The specific reasons for letting the engine "cool" are twofold.
First, turbo engines run hot - so getting excess heat out of the engine via the radiator is handy. Most manufacturers make "turbo timers", that run the car for a short period of time after the key is removed to help with this.
The second is the same - heat - but specifically in the oil/bearings. When shutting off oil flow to hot turbo bearings, the oil rapidly breaks down and leaves carbon deposits on the bearings. To combat this, many manufacturers add water cooling passages to the turbo center section. The downside to this being complexity of course.
Are both of these issues critical? Clearly not. However, changing oil on recommended intervals and letting the engine "cool off" by not going into boost the last minute or two of the drive is a good thing and will help to extend the life of the turbo.
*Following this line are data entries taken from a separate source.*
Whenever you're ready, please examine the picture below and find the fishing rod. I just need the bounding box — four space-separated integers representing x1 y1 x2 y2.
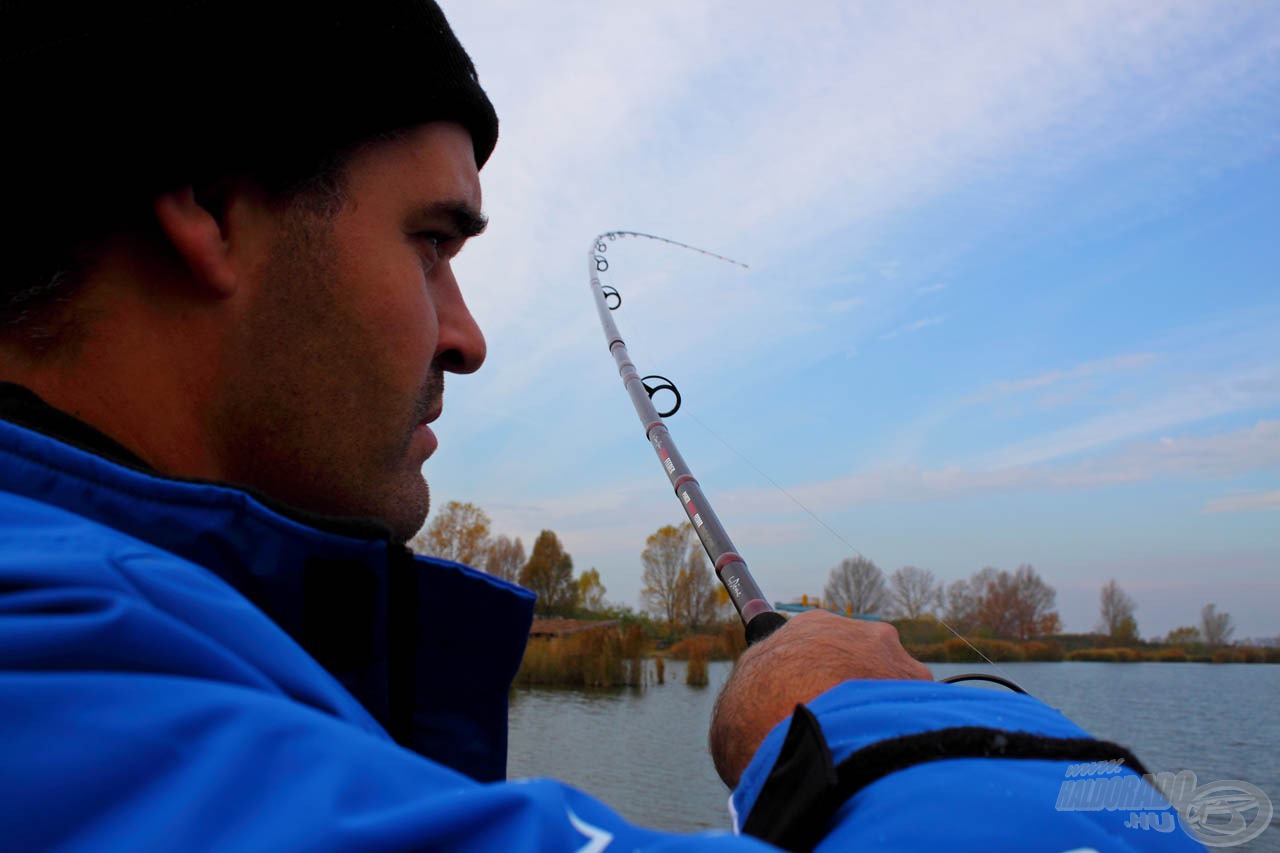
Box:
588 231 786 644
588 231 1027 693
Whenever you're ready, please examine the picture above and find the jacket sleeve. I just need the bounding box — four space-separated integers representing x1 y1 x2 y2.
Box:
732 681 1203 850
0 672 1198 850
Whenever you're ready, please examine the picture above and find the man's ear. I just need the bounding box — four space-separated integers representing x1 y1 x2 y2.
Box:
154 186 237 296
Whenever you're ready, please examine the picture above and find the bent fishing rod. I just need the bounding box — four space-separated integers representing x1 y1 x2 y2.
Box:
588 231 1027 693
588 231 786 644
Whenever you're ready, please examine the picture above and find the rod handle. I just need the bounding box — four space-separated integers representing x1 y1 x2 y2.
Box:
746 610 787 646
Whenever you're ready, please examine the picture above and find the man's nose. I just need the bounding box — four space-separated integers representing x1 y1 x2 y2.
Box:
435 263 488 373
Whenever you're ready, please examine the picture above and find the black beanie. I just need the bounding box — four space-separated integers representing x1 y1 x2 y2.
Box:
0 0 498 295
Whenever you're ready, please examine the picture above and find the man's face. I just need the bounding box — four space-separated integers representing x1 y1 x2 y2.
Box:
211 123 485 540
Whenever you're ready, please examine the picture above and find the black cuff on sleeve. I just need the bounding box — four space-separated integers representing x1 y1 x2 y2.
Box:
742 704 1147 850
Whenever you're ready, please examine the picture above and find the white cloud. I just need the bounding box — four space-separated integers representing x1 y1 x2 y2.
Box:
881 315 946 341
726 420 1280 512
979 366 1280 467
964 352 1158 403
1204 492 1280 512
Now, we could argue the stock turbo is terribly small and letting it die would open the chance for an out-of-warranty upgrade, but hey!
For what it's worth (and I cannot confirm these numbers as accurate from GM corporate, but rather what I've heard from dealers/shops/service mgrs/etc) the last generation of our engine, the LNF, had unacceptable turbocharger maintanance rates under warranty - 1 in 8 LNF cars apparently had to have turbo maintenance done while the vehicle was under warranty - and 1 in 3 needed work when people got the GMPP tune. That isn't the engine - that's the turbo itself. By odd coincidence, the Sky/Solstice weren't nearly as likely to have these issues - less than 1 in 20 - this is either due to better care by their owners as they were targeted to a different demographic, a larger cooling package/different layout or a combination thereof - but the FWD LNF cars fared worse than RWD.
Just treat her well and don't beat her like a $5 escort and she'll be fine stock. With a tune? If you're getting rid of her before 100k, I don't think it'll be an issue as long as its a good tune. There are plenty of guys with 150,000mi LNF cars with the GMPP tune.